Illustration Facebook. — FRANCK LODI/SIPA

Nouveau revers pour Facebook. La justice belge a sommé ce vendredi le géant américain de cesser de pister les internautes en Belgique sans leur consentement, sous peine d’une astreinte de 250.000 euros par jour pouvant atteindre 100 millions d’euros, une décision contre laquelle la firme américaine a annoncé son intention de faire appel.

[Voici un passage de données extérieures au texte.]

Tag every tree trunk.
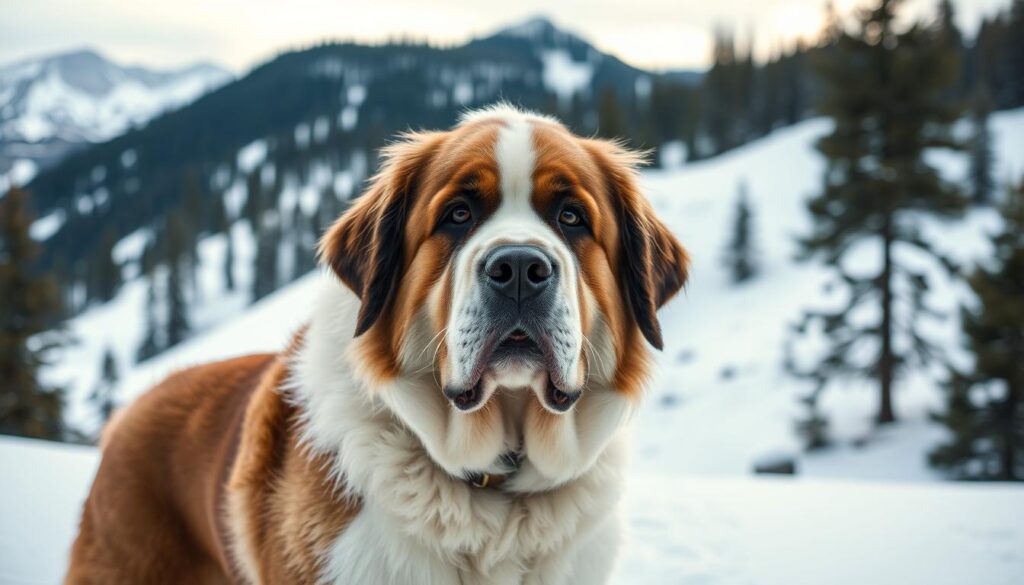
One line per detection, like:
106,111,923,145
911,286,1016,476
1000,383,1022,482
878,226,896,424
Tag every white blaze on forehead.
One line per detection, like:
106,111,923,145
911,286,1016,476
446,108,583,401
495,117,537,212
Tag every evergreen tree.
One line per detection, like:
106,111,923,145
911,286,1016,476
597,87,631,140
725,181,758,284
89,347,118,422
252,212,281,302
90,228,121,302
0,189,65,440
165,211,190,347
795,0,965,423
135,275,163,362
968,87,994,205
929,180,1024,482
224,227,234,291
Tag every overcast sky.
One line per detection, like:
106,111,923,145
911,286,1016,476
0,0,1010,73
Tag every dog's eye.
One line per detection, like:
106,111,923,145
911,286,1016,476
449,205,473,223
558,207,583,226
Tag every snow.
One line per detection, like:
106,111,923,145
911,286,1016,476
236,139,266,174
0,52,229,142
0,159,39,192
6,110,1024,585
541,49,594,109
0,437,1024,585
29,210,65,242
660,140,686,170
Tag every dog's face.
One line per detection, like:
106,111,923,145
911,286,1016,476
322,109,687,483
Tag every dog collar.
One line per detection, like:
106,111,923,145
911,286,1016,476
466,451,522,489
466,473,509,488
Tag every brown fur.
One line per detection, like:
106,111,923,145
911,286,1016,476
67,109,688,585
66,331,358,584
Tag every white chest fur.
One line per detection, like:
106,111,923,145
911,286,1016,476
290,283,628,585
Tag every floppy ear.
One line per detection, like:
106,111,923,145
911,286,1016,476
319,132,444,337
591,140,690,349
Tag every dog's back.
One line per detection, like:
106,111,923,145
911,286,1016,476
66,354,274,584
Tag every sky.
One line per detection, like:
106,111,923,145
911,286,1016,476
0,0,1010,73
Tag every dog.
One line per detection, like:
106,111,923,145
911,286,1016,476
67,106,688,585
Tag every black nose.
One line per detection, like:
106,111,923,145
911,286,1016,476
483,246,555,303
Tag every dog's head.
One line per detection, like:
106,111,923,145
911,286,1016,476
321,107,688,485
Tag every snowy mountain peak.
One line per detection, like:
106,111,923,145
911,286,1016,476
0,48,231,170
488,15,590,47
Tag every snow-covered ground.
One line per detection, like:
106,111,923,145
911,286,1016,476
0,437,1024,585
0,50,230,147
8,110,1024,585
47,110,1024,480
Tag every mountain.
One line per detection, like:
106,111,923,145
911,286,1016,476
44,109,1024,465
22,18,704,274
0,50,231,176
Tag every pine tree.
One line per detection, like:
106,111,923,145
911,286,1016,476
90,229,121,302
89,347,118,422
224,227,234,291
795,0,965,423
929,179,1024,482
135,275,163,362
0,189,65,438
165,211,190,347
968,87,994,205
597,87,631,140
725,181,758,284
252,212,281,302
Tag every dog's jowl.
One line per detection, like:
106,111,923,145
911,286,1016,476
68,107,687,585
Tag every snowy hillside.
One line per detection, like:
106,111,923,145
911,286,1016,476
0,437,1024,585
46,110,1024,480
0,50,230,183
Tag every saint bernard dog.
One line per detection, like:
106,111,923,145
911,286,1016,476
67,106,688,585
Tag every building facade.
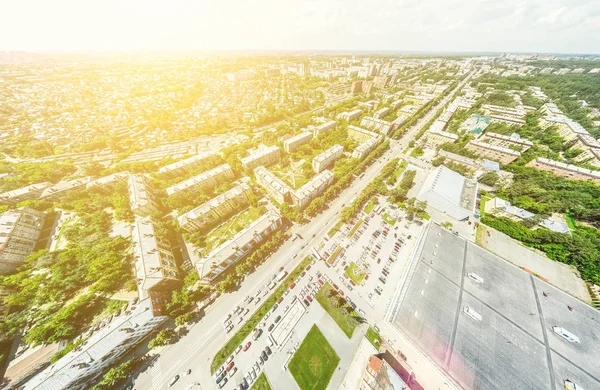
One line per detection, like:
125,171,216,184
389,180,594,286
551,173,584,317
127,174,160,217
177,183,252,232
0,207,46,275
312,145,344,173
167,164,234,196
241,145,281,170
131,216,181,316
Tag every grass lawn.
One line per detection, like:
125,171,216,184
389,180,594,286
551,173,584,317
327,221,344,238
210,256,313,373
316,283,361,338
365,198,379,214
365,327,381,349
250,371,271,390
345,262,366,286
288,325,340,390
383,213,396,226
202,207,264,253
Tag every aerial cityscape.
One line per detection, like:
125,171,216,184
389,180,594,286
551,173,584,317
0,1,600,390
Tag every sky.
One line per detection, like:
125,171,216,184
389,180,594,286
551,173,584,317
0,0,600,54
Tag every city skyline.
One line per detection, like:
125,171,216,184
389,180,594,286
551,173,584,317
0,0,600,54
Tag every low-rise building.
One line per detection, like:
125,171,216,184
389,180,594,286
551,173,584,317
312,145,344,173
23,299,166,390
167,164,234,196
85,172,129,194
158,151,218,177
128,174,160,217
372,107,390,119
313,121,337,138
131,216,181,316
0,207,46,275
527,157,600,185
195,210,282,285
460,114,492,136
240,145,281,170
177,183,252,232
336,109,362,122
283,131,313,153
40,176,92,202
291,169,333,209
348,125,381,143
358,355,410,390
254,166,292,204
360,116,394,135
0,181,53,204
481,131,533,152
466,140,521,164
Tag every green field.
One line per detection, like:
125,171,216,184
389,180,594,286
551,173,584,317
365,198,379,214
288,325,340,390
365,327,381,349
345,262,366,286
202,207,264,254
210,256,313,373
316,283,362,338
250,372,271,390
383,213,396,226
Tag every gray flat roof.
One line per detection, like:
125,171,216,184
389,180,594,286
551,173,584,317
392,224,600,390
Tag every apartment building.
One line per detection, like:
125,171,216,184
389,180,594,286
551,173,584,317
425,128,458,148
291,170,333,209
194,209,282,285
22,299,167,390
85,172,129,194
158,151,219,177
313,121,337,138
127,174,160,217
254,166,292,204
131,216,181,316
358,354,410,390
177,183,252,232
460,114,492,136
336,109,362,122
348,125,381,143
283,131,313,153
240,145,281,170
312,145,344,173
481,131,533,152
527,157,600,185
352,136,381,160
360,116,394,135
167,164,234,196
467,140,521,164
373,107,390,119
0,207,46,275
0,182,53,205
40,176,92,202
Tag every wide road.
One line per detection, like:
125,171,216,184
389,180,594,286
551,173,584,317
134,72,473,390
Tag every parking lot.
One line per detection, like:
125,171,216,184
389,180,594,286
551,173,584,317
214,200,421,389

Le groupe doit « cesser de suivre et d’enregistrer l’utilisation d’internet des personnes surfant de Belgique, jusqu’à ce qu’il se conforme à la loi sur la vie privée », écrit le tribunal néerlandophone de première instance de Bruxelles, dans un communiqué résumant un jugement de 84 pages.

« Facebook doit également détruire toutes les données personnelles obtenues illégalement », poursuit le tribunal.

Facebook entend faire appel

S’il ne se soumet pas au jugement, il devra payer une astreinte « de 250.000 euros par jour de retard, avec un maximum de 100 millions d’euros ».

« Nous sommes déçus du verdict d’aujourd’hui et nous avons l’intention de faire appel », a réagi Facebook auprès de l’AFP.

La justice belge était saisie par la Commission de la protection de la vie privée (CPVP), l’équivalent belge de la Cnil française, qui estime que Facebook viole la loi belge sur le respect de la vie privée.

« La Cour a pleinement suivi la position » de la CPVP, écrit le tribunal dans son communiqué.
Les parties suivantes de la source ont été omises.